This year is the year that we almost blew Santa’s cover. On Christmas Eve, our eight year old began to ask some emotionally charged questions about whether or not Santa is real.
“What do you think?,” we asked. He proceeded to say that there are several children in his class who claim that the man in the big red suit is not real and that it is, in fact, your parents who put all of the gifts under the tree. “That sounds like an awful lot of work for parents,” I half-joked. “The important thing is what you believe,” I continued. That seemed to satiate him. Phew, I thought. Crisis averted.
Dad announced that his special message from Santa had arrived and we watched the Portable North Pole Video which was fully believable with a photo of our son, Santa acknowledging him by name as well as what he wanted for Christmas AND what he was working on this year (you can get much more if you pay). During the moment when the naughty-nice list meter veered towards nice, Ash had noticeably less excitement than in years past.
As we set out the cookies and milk for Santa (and carrots for Rudolph and the other reindeer), Ash pulled out a very well thought out note for Santa which requested proof from Santa that he is, in fact, real.
My heart ached a bit, but are you kidding me? (I mean, on one hand, I admired my son’s thorough inquiry and my heart was breaking a bit that the magic of Santa might be dying but on the other…well, are you kidding me?) Is moving the blasted Elf On The Shelf every. single. night. for the month of December not enough?
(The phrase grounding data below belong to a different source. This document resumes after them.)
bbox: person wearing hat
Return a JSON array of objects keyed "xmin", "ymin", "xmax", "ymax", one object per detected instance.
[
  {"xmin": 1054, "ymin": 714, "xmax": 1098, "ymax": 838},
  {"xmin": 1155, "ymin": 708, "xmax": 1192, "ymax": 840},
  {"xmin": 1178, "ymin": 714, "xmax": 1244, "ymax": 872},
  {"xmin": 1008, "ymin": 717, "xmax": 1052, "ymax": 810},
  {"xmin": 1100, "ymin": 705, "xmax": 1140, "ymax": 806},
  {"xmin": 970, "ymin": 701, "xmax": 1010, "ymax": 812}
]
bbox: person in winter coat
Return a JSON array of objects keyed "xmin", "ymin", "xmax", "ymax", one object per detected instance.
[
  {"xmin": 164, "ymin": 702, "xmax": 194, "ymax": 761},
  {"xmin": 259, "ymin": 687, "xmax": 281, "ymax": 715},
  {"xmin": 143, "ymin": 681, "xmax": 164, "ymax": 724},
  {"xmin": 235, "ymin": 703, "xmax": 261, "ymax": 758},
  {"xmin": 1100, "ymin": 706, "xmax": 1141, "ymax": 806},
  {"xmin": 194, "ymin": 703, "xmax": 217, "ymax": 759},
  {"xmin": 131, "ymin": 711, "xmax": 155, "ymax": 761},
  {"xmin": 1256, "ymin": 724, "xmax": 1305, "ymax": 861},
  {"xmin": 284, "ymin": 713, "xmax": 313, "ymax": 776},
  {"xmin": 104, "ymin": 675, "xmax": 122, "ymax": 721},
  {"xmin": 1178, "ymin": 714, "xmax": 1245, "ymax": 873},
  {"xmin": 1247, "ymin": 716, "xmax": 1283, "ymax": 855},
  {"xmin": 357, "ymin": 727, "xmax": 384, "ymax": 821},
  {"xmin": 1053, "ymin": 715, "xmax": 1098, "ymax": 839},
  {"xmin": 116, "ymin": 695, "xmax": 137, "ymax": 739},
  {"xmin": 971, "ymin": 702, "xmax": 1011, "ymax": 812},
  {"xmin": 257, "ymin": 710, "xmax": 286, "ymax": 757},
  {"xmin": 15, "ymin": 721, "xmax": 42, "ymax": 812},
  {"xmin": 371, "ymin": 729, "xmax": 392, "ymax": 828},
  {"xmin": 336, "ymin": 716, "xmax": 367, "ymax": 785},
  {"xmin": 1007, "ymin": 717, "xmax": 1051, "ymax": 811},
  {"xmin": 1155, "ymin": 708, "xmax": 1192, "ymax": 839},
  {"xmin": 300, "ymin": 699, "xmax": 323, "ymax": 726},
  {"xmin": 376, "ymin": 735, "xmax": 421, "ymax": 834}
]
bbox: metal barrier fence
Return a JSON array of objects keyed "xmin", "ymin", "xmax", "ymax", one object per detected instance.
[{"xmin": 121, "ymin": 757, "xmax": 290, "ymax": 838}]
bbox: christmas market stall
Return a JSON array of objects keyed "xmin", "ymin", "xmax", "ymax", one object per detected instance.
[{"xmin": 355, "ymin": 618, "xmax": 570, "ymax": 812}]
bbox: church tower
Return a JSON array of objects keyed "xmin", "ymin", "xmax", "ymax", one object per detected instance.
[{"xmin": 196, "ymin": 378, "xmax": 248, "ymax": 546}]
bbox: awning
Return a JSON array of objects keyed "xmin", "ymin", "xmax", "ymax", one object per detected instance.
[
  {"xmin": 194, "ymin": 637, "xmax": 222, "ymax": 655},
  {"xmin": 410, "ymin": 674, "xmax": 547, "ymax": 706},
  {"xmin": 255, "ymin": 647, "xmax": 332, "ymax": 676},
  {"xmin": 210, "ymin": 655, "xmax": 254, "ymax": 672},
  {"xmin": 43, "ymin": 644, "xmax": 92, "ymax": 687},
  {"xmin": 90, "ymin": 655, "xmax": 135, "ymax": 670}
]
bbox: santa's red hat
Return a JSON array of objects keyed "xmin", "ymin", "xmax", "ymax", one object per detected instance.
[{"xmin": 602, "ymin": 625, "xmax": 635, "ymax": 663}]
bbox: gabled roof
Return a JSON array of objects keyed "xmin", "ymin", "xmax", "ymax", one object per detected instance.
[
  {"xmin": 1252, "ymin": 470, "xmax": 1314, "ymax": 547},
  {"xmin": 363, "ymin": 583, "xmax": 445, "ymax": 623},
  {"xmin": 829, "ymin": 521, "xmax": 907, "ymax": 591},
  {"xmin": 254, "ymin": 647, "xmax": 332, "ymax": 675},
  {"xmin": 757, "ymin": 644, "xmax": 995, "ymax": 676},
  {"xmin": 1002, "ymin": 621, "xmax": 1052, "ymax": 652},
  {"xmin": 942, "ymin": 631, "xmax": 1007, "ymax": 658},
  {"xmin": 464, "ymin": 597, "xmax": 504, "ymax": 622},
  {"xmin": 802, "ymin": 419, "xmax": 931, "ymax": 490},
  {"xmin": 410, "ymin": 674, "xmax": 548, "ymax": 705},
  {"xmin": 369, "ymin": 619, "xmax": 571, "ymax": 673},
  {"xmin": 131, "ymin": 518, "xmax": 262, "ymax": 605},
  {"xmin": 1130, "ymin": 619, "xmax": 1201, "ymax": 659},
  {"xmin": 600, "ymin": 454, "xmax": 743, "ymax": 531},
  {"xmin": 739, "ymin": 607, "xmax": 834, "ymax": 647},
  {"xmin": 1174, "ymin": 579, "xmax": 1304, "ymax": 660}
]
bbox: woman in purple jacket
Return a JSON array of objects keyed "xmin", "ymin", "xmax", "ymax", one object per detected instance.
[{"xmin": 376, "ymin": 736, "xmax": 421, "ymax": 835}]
As I tucked him in, I was imagining visions of sugar plums dancing in his head and then it happened: I noticed that was crying. Heartbroken, I asked a few questions. “What about the video from Santa?, ” I asked. He sniffed, “It looked like it was made by a company! Someone could have made it and sent it to me.” When I asked him who might do that, he said, “I don’t know, it could have been anybody!” I asked him if he wanted to watch it again. And he did. So we pitter-pattered down the hall, and down the stairs to watch it one more time. Then we watched the NORAD Santa Tracker and every supportive video that they offered on their Santa tracking technologies. He was satisfied. Phew! Again.
On Christmas morning, when he came downstairs, he had the enthusiasm of his last year (seven-year old) self. He did inspect the cookie crumbs, carrot nub and ashes from the fireplace that were on the hearth. (Side note: as evidenced in the photo at the top, we upgraded to real ashes from the fireplace rather than our typical flour footprint this year because we had a feeling that the flour-AKA magic dust-wasn’t going to cut it). He paid much more attention to the handwriting on the gift labels and to who they were from. And then it happened…he recognized a gift that was labeled to my younger son “From: Santa” as one that he had previously seen in the house. “Doh!”, I yelled loudly in my own head. We all looked at each other in a puzzled fashion and it was quickly brushed over by all. But friends, I fear this may be the last year my son is a believer in Santa…at least in the way he has in the past.
I’ll have to put some thought into how I’ll answer the question the next time he asks me if Santa is real. If you Google it, you are guaranteed to find vastly opposing theories ranging from “Why Santa Claus Hurts Christmas” and “Why Lying to Kids about Santa is Destroying the Foundation of Their Future Reality”…to “How to Keep the Magic of Santa Claus Alive as Long as Possible” and “Why Make Believe Fosters Innovation and Creativity.”
I could always get him this sign from SaltBoxSigns on Etsy…
But the truth is that I love the magic of Santa and the season and think I will likely pull some pieces from this well-thought out letter. (Although this letter is posted in many locations, I do not know the original author to credit them.)
I do know that I love these little tender-hearted kiddos with every fiber of my being and want to guide them in a direction that will help them love life and grow into who they are meant to be. And that includes how to handle these ever-so-important discussions about the man in the big red suit.
When and how have your kids found out about Santa Claus? What did you say? Was it as bad as I think it will be?